« Enquête sur Michel-Edouard Leclerc » : un patron dans la bataille de l’opinion

« Enquête sur Michel-Edouard Leclerc » : un patron dans la bataille de l’opinion

Lorsqu’il était ministre de l’agriculture (2020-2022), Julien Denormandie a envoyé chaque semaine, durant plusieurs mois, les prospectus des centres E. Leclerc à Michel-Edouard Leclerc. Etaient entourés en rouge les prix du kilo de porc ou de tomates. Le responsable politique apposait son commentaire : « Pas assez cher ».

Julien Denormandie fait partie d’une cohorte de dirigeants politiques, syndicaux ou de professionnels que les pratiques du géant de la distribution insupportent. Et qui dénoncent à l’envi, chez Michel-Edouard Leclerc, un « double langage », une « démagogie », voire un « populisme ». Un ancien ministre l’assure : « J’ai vite compris que j’avais affaire à un vendeur de pommade magique. »

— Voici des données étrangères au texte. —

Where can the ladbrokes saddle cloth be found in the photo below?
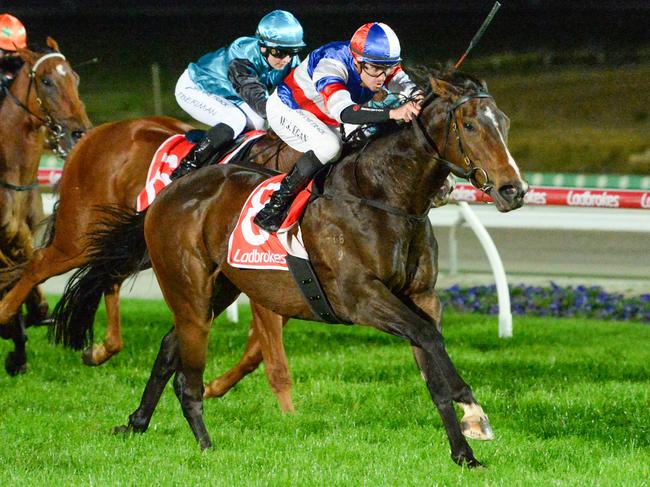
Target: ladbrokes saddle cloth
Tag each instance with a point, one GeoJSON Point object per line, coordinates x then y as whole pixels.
{"type": "Point", "coordinates": [168, 157]}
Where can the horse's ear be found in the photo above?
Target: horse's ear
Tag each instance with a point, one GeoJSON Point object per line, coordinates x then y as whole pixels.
{"type": "Point", "coordinates": [53, 44]}
{"type": "Point", "coordinates": [444, 89]}
{"type": "Point", "coordinates": [26, 55]}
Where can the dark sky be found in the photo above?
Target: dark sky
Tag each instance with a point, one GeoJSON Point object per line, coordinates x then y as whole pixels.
{"type": "Point", "coordinates": [180, 7]}
{"type": "Point", "coordinates": [175, 29]}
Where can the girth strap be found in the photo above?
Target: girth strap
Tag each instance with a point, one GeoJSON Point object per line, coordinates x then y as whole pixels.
{"type": "Point", "coordinates": [14, 187]}
{"type": "Point", "coordinates": [305, 277]}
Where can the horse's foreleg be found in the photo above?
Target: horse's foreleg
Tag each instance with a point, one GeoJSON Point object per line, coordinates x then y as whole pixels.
{"type": "Point", "coordinates": [475, 423]}
{"type": "Point", "coordinates": [163, 368]}
{"type": "Point", "coordinates": [98, 354]}
{"type": "Point", "coordinates": [193, 314]}
{"type": "Point", "coordinates": [44, 264]}
{"type": "Point", "coordinates": [384, 311]}
{"type": "Point", "coordinates": [249, 361]}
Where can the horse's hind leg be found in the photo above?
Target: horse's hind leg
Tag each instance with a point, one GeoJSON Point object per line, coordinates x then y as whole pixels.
{"type": "Point", "coordinates": [16, 361]}
{"type": "Point", "coordinates": [475, 423]}
{"type": "Point", "coordinates": [98, 354]}
{"type": "Point", "coordinates": [163, 368]}
{"type": "Point", "coordinates": [268, 328]}
{"type": "Point", "coordinates": [37, 307]}
{"type": "Point", "coordinates": [264, 343]}
{"type": "Point", "coordinates": [44, 263]}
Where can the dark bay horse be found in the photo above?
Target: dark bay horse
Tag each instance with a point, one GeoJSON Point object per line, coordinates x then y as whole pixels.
{"type": "Point", "coordinates": [41, 105]}
{"type": "Point", "coordinates": [368, 238]}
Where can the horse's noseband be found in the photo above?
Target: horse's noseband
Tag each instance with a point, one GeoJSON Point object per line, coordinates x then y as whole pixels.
{"type": "Point", "coordinates": [474, 174]}
{"type": "Point", "coordinates": [56, 131]}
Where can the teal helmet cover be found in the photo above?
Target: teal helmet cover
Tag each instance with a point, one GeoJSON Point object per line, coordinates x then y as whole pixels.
{"type": "Point", "coordinates": [280, 29]}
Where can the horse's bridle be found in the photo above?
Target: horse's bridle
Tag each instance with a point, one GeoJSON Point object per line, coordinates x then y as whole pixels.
{"type": "Point", "coordinates": [56, 131]}
{"type": "Point", "coordinates": [474, 174]}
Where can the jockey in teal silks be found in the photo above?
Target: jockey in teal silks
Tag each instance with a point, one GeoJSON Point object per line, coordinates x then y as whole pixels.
{"type": "Point", "coordinates": [228, 88]}
{"type": "Point", "coordinates": [12, 37]}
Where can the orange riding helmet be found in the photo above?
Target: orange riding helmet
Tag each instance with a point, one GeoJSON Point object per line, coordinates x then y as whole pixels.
{"type": "Point", "coordinates": [12, 33]}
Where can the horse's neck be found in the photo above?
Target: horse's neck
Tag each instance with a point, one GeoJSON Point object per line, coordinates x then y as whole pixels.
{"type": "Point", "coordinates": [21, 137]}
{"type": "Point", "coordinates": [397, 170]}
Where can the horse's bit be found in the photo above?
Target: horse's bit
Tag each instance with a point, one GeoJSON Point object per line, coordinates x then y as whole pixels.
{"type": "Point", "coordinates": [474, 174]}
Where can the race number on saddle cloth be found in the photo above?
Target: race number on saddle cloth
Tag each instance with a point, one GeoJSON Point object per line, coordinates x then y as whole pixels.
{"type": "Point", "coordinates": [250, 247]}
{"type": "Point", "coordinates": [172, 151]}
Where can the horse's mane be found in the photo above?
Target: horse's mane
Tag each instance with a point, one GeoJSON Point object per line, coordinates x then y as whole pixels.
{"type": "Point", "coordinates": [466, 83]}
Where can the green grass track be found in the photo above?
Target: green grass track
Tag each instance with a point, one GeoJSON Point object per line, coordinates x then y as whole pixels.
{"type": "Point", "coordinates": [568, 400]}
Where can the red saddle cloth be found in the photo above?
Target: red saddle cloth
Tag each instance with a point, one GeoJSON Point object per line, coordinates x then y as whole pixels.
{"type": "Point", "coordinates": [168, 157]}
{"type": "Point", "coordinates": [250, 247]}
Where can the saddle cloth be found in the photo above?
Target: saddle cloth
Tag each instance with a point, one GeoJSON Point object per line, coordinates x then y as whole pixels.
{"type": "Point", "coordinates": [250, 247]}
{"type": "Point", "coordinates": [168, 157]}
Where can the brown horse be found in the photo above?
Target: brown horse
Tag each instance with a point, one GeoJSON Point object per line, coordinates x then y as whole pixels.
{"type": "Point", "coordinates": [368, 238]}
{"type": "Point", "coordinates": [41, 104]}
{"type": "Point", "coordinates": [109, 167]}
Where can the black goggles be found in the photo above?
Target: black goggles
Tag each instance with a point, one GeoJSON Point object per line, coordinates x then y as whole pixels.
{"type": "Point", "coordinates": [282, 52]}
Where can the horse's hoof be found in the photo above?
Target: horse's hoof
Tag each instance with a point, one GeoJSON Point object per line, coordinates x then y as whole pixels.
{"type": "Point", "coordinates": [119, 430]}
{"type": "Point", "coordinates": [95, 355]}
{"type": "Point", "coordinates": [87, 357]}
{"type": "Point", "coordinates": [215, 389]}
{"type": "Point", "coordinates": [466, 460]}
{"type": "Point", "coordinates": [477, 428]}
{"type": "Point", "coordinates": [15, 365]}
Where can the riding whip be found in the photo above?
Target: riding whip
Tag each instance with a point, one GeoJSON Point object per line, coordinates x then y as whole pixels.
{"type": "Point", "coordinates": [479, 33]}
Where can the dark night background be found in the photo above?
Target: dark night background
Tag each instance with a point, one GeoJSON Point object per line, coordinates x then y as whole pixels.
{"type": "Point", "coordinates": [172, 33]}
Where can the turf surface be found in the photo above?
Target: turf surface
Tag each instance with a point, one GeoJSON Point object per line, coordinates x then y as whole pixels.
{"type": "Point", "coordinates": [568, 400]}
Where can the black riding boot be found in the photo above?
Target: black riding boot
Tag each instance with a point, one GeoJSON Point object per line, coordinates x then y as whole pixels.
{"type": "Point", "coordinates": [273, 214]}
{"type": "Point", "coordinates": [199, 156]}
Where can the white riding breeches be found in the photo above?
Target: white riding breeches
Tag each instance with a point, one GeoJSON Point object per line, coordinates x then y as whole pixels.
{"type": "Point", "coordinates": [212, 109]}
{"type": "Point", "coordinates": [303, 131]}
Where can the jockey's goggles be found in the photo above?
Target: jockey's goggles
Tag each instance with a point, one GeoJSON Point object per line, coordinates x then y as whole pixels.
{"type": "Point", "coordinates": [376, 70]}
{"type": "Point", "coordinates": [282, 52]}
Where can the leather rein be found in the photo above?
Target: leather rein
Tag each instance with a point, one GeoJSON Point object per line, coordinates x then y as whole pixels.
{"type": "Point", "coordinates": [472, 173]}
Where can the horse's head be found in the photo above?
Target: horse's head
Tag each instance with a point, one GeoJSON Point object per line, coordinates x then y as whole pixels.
{"type": "Point", "coordinates": [52, 97]}
{"type": "Point", "coordinates": [465, 127]}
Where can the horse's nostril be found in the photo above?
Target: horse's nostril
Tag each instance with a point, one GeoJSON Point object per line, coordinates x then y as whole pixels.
{"type": "Point", "coordinates": [509, 192]}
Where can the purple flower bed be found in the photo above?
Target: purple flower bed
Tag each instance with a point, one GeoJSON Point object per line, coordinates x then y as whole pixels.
{"type": "Point", "coordinates": [579, 301]}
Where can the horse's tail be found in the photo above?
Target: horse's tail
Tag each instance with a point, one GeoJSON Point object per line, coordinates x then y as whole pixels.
{"type": "Point", "coordinates": [117, 250]}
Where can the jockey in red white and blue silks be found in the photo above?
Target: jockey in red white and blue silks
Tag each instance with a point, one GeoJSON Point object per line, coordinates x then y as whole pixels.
{"type": "Point", "coordinates": [332, 86]}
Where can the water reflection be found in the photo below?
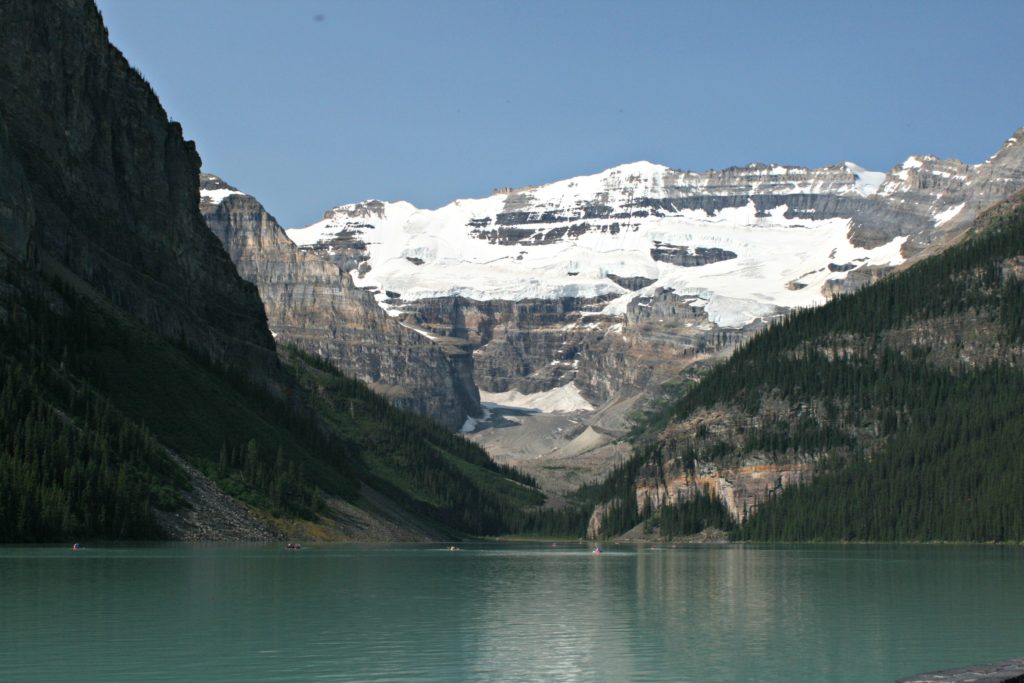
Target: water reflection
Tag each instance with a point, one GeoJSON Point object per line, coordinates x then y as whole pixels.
{"type": "Point", "coordinates": [506, 612]}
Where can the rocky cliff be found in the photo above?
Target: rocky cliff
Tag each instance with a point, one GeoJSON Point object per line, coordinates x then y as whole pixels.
{"type": "Point", "coordinates": [97, 185]}
{"type": "Point", "coordinates": [312, 304]}
{"type": "Point", "coordinates": [612, 284]}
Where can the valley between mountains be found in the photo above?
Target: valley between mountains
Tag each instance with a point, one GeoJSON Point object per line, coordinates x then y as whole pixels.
{"type": "Point", "coordinates": [762, 352]}
{"type": "Point", "coordinates": [544, 321]}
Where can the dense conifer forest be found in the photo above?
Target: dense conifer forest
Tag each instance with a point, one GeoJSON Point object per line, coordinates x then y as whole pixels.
{"type": "Point", "coordinates": [926, 364]}
{"type": "Point", "coordinates": [91, 403]}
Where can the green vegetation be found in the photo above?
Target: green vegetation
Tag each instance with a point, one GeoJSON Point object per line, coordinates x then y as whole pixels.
{"type": "Point", "coordinates": [921, 430]}
{"type": "Point", "coordinates": [90, 402]}
{"type": "Point", "coordinates": [419, 464]}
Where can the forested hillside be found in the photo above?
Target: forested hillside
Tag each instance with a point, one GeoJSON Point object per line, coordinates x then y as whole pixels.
{"type": "Point", "coordinates": [130, 347]}
{"type": "Point", "coordinates": [904, 399]}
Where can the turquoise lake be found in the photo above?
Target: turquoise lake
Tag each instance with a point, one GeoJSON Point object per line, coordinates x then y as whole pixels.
{"type": "Point", "coordinates": [505, 612]}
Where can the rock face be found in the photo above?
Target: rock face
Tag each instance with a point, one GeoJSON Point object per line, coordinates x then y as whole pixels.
{"type": "Point", "coordinates": [313, 304]}
{"type": "Point", "coordinates": [612, 284]}
{"type": "Point", "coordinates": [619, 280]}
{"type": "Point", "coordinates": [95, 183]}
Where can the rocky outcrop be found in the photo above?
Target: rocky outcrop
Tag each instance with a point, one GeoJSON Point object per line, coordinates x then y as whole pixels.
{"type": "Point", "coordinates": [97, 186]}
{"type": "Point", "coordinates": [616, 282]}
{"type": "Point", "coordinates": [313, 304]}
{"type": "Point", "coordinates": [741, 488]}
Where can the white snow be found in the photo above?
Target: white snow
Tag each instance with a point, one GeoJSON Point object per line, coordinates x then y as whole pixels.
{"type": "Point", "coordinates": [944, 217]}
{"type": "Point", "coordinates": [458, 257]}
{"type": "Point", "coordinates": [867, 182]}
{"type": "Point", "coordinates": [565, 398]}
{"type": "Point", "coordinates": [218, 196]}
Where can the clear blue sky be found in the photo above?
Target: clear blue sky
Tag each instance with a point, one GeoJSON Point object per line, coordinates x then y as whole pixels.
{"type": "Point", "coordinates": [310, 103]}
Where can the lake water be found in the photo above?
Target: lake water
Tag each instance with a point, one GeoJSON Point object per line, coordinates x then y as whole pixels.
{"type": "Point", "coordinates": [505, 612]}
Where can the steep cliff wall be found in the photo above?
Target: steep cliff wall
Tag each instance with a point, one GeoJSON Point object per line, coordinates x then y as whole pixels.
{"type": "Point", "coordinates": [95, 183]}
{"type": "Point", "coordinates": [312, 304]}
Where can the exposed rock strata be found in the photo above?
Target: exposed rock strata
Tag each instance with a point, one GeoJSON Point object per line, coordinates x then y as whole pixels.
{"type": "Point", "coordinates": [95, 183]}
{"type": "Point", "coordinates": [312, 304]}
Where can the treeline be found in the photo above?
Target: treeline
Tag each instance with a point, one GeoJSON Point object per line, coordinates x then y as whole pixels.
{"type": "Point", "coordinates": [922, 451]}
{"type": "Point", "coordinates": [954, 472]}
{"type": "Point", "coordinates": [279, 482]}
{"type": "Point", "coordinates": [416, 462]}
{"type": "Point", "coordinates": [72, 467]}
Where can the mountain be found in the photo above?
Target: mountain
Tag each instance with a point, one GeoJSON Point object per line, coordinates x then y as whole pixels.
{"type": "Point", "coordinates": [311, 304]}
{"type": "Point", "coordinates": [891, 414]}
{"type": "Point", "coordinates": [589, 292]}
{"type": "Point", "coordinates": [141, 392]}
{"type": "Point", "coordinates": [97, 186]}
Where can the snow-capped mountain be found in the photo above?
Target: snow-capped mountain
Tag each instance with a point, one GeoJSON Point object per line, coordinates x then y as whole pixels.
{"type": "Point", "coordinates": [742, 244]}
{"type": "Point", "coordinates": [614, 282]}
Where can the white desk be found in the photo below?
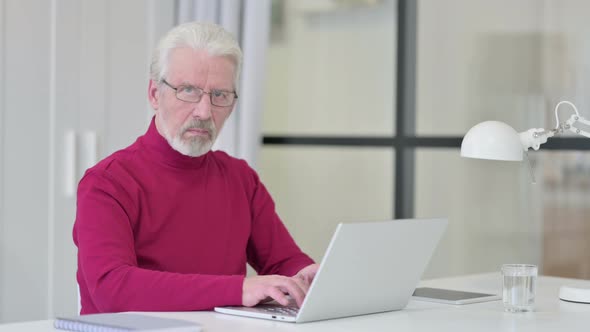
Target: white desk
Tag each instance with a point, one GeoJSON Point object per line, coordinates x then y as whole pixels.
{"type": "Point", "coordinates": [551, 314]}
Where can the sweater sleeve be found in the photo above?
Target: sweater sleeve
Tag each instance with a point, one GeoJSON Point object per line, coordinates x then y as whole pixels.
{"type": "Point", "coordinates": [271, 249]}
{"type": "Point", "coordinates": [108, 265]}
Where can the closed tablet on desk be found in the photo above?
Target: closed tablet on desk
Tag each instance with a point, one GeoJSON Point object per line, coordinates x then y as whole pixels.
{"type": "Point", "coordinates": [451, 296]}
{"type": "Point", "coordinates": [124, 322]}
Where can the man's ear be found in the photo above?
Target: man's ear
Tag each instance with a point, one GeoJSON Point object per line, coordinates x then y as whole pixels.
{"type": "Point", "coordinates": [153, 95]}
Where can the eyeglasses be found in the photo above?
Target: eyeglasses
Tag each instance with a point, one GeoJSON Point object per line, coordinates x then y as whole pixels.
{"type": "Point", "coordinates": [193, 94]}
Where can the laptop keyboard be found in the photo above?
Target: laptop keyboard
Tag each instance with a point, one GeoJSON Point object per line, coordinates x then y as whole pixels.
{"type": "Point", "coordinates": [285, 311]}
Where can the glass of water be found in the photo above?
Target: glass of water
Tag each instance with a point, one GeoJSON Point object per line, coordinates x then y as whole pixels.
{"type": "Point", "coordinates": [519, 287]}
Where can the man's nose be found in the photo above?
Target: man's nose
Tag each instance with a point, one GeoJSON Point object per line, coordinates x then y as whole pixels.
{"type": "Point", "coordinates": [202, 109]}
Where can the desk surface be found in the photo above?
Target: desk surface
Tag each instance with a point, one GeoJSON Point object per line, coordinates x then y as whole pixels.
{"type": "Point", "coordinates": [551, 314]}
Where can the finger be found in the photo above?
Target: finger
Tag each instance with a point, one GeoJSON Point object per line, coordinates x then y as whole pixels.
{"type": "Point", "coordinates": [292, 288]}
{"type": "Point", "coordinates": [302, 283]}
{"type": "Point", "coordinates": [278, 296]}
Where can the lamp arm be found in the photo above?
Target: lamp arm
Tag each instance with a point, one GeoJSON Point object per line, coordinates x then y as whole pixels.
{"type": "Point", "coordinates": [575, 118]}
{"type": "Point", "coordinates": [534, 137]}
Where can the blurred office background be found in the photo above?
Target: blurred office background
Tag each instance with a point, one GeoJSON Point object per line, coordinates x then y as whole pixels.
{"type": "Point", "coordinates": [358, 116]}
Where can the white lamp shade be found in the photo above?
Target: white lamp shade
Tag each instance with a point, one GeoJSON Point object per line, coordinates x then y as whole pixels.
{"type": "Point", "coordinates": [492, 140]}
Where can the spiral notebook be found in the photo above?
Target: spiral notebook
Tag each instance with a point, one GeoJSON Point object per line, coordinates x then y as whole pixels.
{"type": "Point", "coordinates": [124, 322]}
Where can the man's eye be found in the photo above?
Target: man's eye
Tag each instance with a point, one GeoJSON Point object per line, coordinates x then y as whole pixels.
{"type": "Point", "coordinates": [187, 89]}
{"type": "Point", "coordinates": [218, 94]}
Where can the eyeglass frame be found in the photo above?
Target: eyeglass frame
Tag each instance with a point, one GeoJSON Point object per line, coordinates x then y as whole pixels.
{"type": "Point", "coordinates": [163, 80]}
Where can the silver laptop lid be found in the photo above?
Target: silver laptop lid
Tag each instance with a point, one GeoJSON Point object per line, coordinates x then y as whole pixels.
{"type": "Point", "coordinates": [371, 267]}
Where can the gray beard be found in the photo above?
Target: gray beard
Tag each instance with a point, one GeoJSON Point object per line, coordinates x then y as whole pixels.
{"type": "Point", "coordinates": [196, 146]}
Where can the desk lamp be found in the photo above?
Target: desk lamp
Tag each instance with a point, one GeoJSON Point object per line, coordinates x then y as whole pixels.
{"type": "Point", "coordinates": [498, 141]}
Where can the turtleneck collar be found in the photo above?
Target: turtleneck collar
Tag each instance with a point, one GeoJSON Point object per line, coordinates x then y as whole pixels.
{"type": "Point", "coordinates": [160, 150]}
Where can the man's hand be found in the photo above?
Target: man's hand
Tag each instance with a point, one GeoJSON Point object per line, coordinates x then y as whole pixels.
{"type": "Point", "coordinates": [259, 288]}
{"type": "Point", "coordinates": [308, 273]}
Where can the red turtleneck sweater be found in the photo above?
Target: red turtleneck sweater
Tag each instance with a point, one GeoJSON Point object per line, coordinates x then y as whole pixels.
{"type": "Point", "coordinates": [160, 231]}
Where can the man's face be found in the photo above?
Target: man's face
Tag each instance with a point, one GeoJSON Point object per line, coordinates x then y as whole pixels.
{"type": "Point", "coordinates": [191, 128]}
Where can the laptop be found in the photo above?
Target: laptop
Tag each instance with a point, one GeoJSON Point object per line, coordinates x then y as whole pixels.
{"type": "Point", "coordinates": [368, 268]}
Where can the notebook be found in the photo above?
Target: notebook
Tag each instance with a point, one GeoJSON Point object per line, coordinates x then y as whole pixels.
{"type": "Point", "coordinates": [368, 268]}
{"type": "Point", "coordinates": [124, 322]}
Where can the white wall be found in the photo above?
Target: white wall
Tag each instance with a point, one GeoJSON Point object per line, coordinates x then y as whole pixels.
{"type": "Point", "coordinates": [69, 66]}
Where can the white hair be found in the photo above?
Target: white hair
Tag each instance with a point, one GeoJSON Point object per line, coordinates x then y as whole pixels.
{"type": "Point", "coordinates": [199, 36]}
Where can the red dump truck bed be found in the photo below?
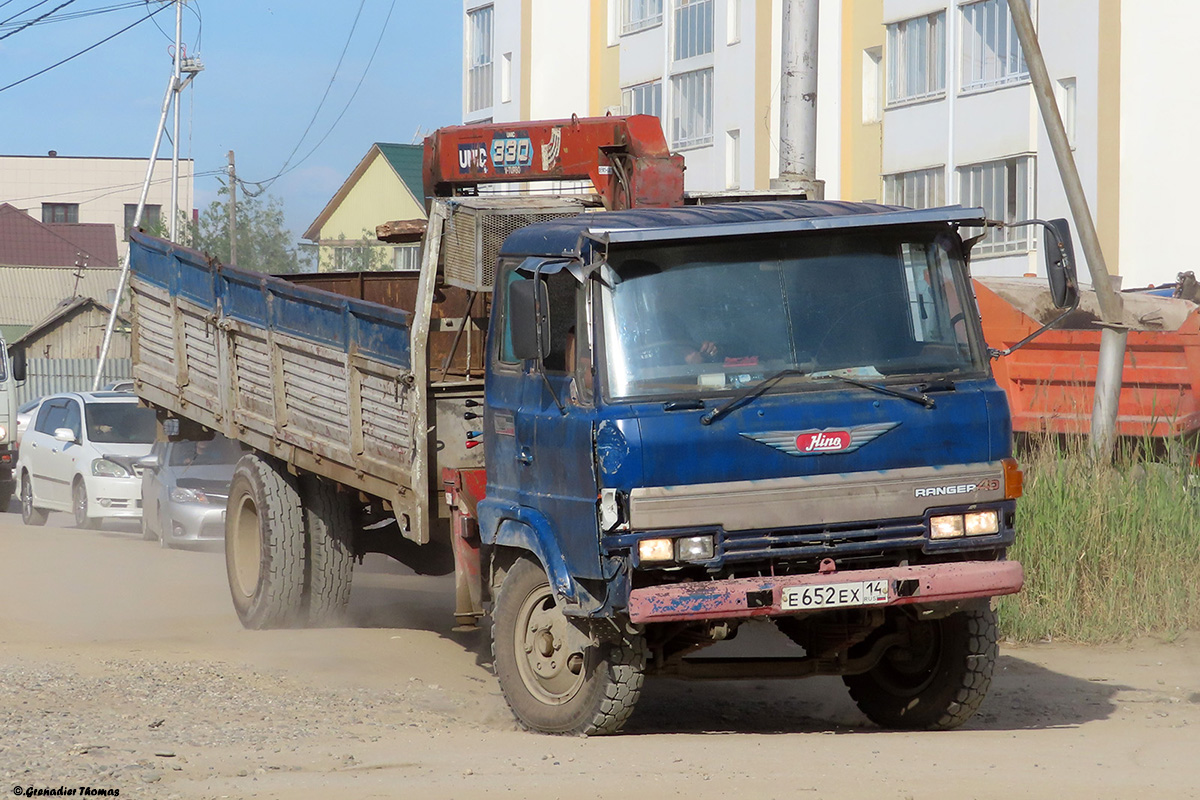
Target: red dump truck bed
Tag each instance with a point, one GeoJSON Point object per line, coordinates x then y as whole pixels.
{"type": "Point", "coordinates": [1051, 380]}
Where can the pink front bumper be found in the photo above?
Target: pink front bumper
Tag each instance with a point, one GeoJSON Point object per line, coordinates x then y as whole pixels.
{"type": "Point", "coordinates": [762, 596]}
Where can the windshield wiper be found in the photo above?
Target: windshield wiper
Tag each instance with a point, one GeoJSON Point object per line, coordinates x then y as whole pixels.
{"type": "Point", "coordinates": [749, 392]}
{"type": "Point", "coordinates": [916, 397]}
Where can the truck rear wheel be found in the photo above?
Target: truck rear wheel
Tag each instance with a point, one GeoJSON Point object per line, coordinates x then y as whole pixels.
{"type": "Point", "coordinates": [937, 680]}
{"type": "Point", "coordinates": [329, 521]}
{"type": "Point", "coordinates": [264, 546]}
{"type": "Point", "coordinates": [556, 674]}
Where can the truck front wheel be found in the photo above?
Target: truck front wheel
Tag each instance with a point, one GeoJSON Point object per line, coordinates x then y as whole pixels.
{"type": "Point", "coordinates": [936, 679]}
{"type": "Point", "coordinates": [265, 546]}
{"type": "Point", "coordinates": [556, 673]}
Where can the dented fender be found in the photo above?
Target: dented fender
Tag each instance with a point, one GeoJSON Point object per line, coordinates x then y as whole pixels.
{"type": "Point", "coordinates": [507, 524]}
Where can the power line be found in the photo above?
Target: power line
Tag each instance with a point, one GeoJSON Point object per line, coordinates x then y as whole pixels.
{"type": "Point", "coordinates": [34, 22]}
{"type": "Point", "coordinates": [323, 97]}
{"type": "Point", "coordinates": [79, 14]}
{"type": "Point", "coordinates": [27, 10]}
{"type": "Point", "coordinates": [70, 58]}
{"type": "Point", "coordinates": [265, 185]}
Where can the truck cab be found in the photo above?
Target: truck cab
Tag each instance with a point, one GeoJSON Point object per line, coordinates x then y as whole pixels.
{"type": "Point", "coordinates": [697, 416]}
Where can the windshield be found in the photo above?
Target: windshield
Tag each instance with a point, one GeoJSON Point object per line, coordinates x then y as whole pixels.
{"type": "Point", "coordinates": [873, 305]}
{"type": "Point", "coordinates": [217, 450]}
{"type": "Point", "coordinates": [120, 423]}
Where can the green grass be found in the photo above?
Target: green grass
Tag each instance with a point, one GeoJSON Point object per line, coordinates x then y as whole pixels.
{"type": "Point", "coordinates": [1110, 551]}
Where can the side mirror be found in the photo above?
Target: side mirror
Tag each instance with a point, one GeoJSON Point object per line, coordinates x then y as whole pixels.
{"type": "Point", "coordinates": [531, 329]}
{"type": "Point", "coordinates": [1060, 259]}
{"type": "Point", "coordinates": [18, 364]}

En janvier 2022, lorsque le prix de la baguette a été bloqué à 29 centimes d’euros dans les magasins E. Leclerc, le chef cuisinier Thierry Marx s’est, lui aussi, emporté dans une tribune dans Libération : « En baissant le prix de la baguette (…), au moment où les matières premières flambent, c’est toute une filière qu’on assassine. » L’accusation est toujours la même : en prétendant défendre les prix bas et le pouvoir d’achat, Michel-Edouard Leclerc mettrait en péril des pans entiers de l’économie.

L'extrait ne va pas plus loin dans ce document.